孩子是一只怪物,他们从来到母体开始,就会为了生存下去不择手段。改变母亲的激素,让一个理智的成年人从怀孕后仿佛变了一个人似的。
而受害者还甘之如饴。
她说,因为傅鹤立的存在,她才有奋斗的动力。她所拼命的一起都是为了给她更好的生活。
傅鹤立每每听到这些,她的心都是既感受到沉重的爱意,又有种无法呼吸的感觉。
有时候她会怀疑,母亲是否把自己的求生欲,对生活本来的热爱都加诸到了自己身上呢?
有一个可以牵连的对象,无论好与不好,都有人在灵魂上可以兜底。这样不至于自我过于崩坏。
但傅鹤立不是樊圣薇,她无法真正肯定什么才是真的。恐怕,连樊圣薇也不知道。她擅长自我欺骗。
傅鹤立坐在病床前,拉着樊圣薇的手,跟她讲今天发生的事情。她每天都来,所以每一天的事情当天就可以告诉对方。
李卓群坐在另一边,一会儿检查导管有没有松,一会儿检查尿袋有没有换。
李映铮把床头开始凋败的康乃馨取下来,清洁了花瓶之后,换上了今天刚带过来的的白百合。
打开电视,春晚刚刚开tຊ始。
傅鹤立已经许久没看过春晚了。
记忆中的主持人已经换了一拨人。
节目全部变成了请当年的流量明星上去唱歌或者跳舞。
连小品都在赶时髦追求网络热梗,让傅鹤立觉得很无聊。
但是她还是看得格外认真。
既没有玩手机也没有找李映铮聊天。
李映铮安安静静坐在一旁,并不知道他在想什么。
医院的电视机质量并不好,分辨率不高,屏幕不大。如果不仔细看,只会看到红彤彤的一片。镜头拉远时,看不清人脸,只知道里面所有人都喜气洋洋的。

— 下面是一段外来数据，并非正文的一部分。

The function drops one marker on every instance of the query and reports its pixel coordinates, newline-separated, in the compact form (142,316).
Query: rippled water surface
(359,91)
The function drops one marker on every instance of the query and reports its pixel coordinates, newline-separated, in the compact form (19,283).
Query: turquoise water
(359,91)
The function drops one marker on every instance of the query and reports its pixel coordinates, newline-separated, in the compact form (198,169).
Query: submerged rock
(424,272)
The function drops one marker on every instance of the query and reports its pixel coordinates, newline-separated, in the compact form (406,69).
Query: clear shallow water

直到晚上十二点钟来临,农历新年的钟声敲响。宣告着到达零点的秒针一跳,电视上遥远另一方的人们立刻欢呼道:“新年快乐!”
与此同时,盈着满天星辰的窗外夜空中,爆发出第一声烟花裂响。
紧接着五彩缤纷的烟花争先恐后地一朵朵盛放在夜幕中。
傅鹤立回过头看着樊圣薇,努力扬起笑容道:“妈妈,新年快乐!”
未曾预兆地,樊圣薇原本那双毫无动静合拢着的双眼,突然开始睫毛剧烈地颤抖。